I just got an HD TiVo and am making myself crazy as i choose the SD version of a channel rather than the HD version.

It would be great if TiVo would add functionality to designate a "channel redirect" for certain SD channels if entered to go to the HD version.

i.e I select channel 04 (NBC) and the Tivo Recognizes that i have a remap on that channel and sends me to the HD version 704 (NBCDT)

I'll be able to condition myself, but I foresee myself walking into the room and see my kids and/or wife watching the SD version of a channel we receive in HD.


----------



## bkdtv (Jan 9, 2003)

Once of the nice things about TiVo is that you fully customize what channels you see in the guide, search results, etc.

You can do what I did, and remove the SD versions of all HD channels from Settings -> Channels -> Channels List. Channels you remove won't appear in the guide or search results, so you never have to worry about accidentally recording the wrong version of a program. Likewise, Suggestions and Wishlists will not record from channels you remove.










You can also mark your favorites. Once you do that, press ENT while in the guide to select your favorites lineup.

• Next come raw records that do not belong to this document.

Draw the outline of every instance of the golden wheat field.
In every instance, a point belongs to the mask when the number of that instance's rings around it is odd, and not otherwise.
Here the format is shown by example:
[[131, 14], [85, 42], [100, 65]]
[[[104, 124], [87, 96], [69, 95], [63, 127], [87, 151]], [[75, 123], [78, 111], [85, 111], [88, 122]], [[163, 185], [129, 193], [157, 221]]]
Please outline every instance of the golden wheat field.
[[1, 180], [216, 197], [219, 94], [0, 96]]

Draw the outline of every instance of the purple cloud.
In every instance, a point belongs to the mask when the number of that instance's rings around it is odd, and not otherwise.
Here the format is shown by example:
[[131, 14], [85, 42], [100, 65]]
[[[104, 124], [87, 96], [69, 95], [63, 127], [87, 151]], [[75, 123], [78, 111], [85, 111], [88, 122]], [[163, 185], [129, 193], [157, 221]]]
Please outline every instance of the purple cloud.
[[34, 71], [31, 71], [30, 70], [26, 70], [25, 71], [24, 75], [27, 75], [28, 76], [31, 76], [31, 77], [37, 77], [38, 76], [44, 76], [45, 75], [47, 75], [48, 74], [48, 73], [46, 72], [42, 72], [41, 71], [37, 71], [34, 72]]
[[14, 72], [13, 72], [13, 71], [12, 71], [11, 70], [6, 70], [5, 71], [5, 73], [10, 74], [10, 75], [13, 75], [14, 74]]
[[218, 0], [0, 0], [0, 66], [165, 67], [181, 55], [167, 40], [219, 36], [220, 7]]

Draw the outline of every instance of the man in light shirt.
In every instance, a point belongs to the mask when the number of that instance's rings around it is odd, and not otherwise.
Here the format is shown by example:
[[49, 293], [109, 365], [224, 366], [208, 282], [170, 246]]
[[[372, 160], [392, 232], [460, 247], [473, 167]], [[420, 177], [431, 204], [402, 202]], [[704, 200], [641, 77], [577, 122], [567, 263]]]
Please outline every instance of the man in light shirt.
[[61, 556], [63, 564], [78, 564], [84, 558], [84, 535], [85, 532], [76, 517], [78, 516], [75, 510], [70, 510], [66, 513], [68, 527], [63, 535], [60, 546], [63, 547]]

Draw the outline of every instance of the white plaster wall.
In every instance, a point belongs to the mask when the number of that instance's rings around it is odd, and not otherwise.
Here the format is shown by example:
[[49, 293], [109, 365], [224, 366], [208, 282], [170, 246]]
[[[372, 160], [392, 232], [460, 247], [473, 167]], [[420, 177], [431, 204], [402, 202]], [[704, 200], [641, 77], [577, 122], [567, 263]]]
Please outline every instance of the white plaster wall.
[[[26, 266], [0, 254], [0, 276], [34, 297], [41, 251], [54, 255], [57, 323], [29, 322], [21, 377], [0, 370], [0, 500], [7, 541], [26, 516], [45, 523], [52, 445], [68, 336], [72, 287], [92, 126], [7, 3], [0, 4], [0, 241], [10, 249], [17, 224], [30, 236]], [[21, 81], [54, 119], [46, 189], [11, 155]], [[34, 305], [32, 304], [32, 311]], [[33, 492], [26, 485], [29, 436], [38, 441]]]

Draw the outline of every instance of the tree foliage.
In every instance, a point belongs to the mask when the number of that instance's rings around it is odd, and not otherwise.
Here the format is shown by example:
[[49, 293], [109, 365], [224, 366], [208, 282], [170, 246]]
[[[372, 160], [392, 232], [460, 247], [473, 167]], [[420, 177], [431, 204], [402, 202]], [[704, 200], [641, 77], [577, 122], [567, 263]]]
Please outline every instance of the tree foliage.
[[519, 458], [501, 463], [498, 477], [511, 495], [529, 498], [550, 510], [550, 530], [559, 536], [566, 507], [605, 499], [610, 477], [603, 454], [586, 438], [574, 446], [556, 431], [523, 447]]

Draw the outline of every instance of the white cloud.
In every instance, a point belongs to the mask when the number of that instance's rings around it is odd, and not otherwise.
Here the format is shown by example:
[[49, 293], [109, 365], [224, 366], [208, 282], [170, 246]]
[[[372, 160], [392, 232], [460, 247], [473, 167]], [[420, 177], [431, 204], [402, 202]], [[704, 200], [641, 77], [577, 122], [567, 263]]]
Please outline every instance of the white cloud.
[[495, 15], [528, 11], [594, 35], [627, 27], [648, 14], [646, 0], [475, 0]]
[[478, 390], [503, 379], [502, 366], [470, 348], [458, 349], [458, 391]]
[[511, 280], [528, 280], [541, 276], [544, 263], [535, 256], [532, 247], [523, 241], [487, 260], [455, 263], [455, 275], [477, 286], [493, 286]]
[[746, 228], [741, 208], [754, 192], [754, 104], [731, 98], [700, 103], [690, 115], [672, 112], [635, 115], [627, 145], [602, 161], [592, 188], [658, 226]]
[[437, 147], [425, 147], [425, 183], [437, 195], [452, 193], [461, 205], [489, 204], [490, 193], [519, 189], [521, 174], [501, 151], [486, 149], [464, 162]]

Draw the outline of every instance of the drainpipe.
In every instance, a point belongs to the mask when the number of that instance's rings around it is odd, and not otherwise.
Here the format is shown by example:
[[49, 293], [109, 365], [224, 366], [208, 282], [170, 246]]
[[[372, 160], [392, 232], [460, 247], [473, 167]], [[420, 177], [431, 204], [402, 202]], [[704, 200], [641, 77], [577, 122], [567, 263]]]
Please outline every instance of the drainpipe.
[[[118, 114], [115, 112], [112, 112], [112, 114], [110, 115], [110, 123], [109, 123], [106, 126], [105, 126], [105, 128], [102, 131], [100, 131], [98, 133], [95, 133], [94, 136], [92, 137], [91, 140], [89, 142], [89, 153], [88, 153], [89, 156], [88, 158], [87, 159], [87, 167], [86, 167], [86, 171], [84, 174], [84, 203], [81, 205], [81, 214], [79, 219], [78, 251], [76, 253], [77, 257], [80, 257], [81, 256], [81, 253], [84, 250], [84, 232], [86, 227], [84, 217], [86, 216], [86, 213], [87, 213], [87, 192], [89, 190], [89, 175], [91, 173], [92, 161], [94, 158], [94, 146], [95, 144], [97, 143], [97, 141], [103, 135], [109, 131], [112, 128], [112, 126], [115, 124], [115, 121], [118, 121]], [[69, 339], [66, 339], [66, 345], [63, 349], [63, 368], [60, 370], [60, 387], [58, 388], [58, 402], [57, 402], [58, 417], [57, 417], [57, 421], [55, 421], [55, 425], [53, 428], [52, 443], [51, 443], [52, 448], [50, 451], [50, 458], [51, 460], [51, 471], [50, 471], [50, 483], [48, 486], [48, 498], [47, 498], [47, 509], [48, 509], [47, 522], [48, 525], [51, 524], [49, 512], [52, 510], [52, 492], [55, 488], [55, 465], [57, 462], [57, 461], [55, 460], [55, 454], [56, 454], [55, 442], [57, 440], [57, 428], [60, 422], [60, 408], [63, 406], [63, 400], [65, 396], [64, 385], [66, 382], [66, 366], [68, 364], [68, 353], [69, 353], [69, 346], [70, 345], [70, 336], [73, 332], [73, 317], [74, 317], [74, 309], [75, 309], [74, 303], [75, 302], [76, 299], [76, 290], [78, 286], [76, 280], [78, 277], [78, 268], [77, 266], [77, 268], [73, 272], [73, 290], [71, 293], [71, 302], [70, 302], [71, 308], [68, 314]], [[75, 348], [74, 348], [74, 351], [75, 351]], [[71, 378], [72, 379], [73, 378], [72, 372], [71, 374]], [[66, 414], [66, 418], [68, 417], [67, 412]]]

I have 40-50 channels in my [favorites] guide, which makes it easy to see what's on channels without a lot of scrolling.

_Note: If you just got your TiVo, then it is still processing guide data in the background. It takes 2-3 days for the TiVo to process and index the initial guide data download, and changes you make to your Channel List during that time may not be reflected instantly in your guide. During this initial 2-3 day period, I've seen it take as much as 45-60 minutes for lineup changes to take effect in the guide. You may wish to wait a few days before making those changes to avoid the frustration this can cause._


----------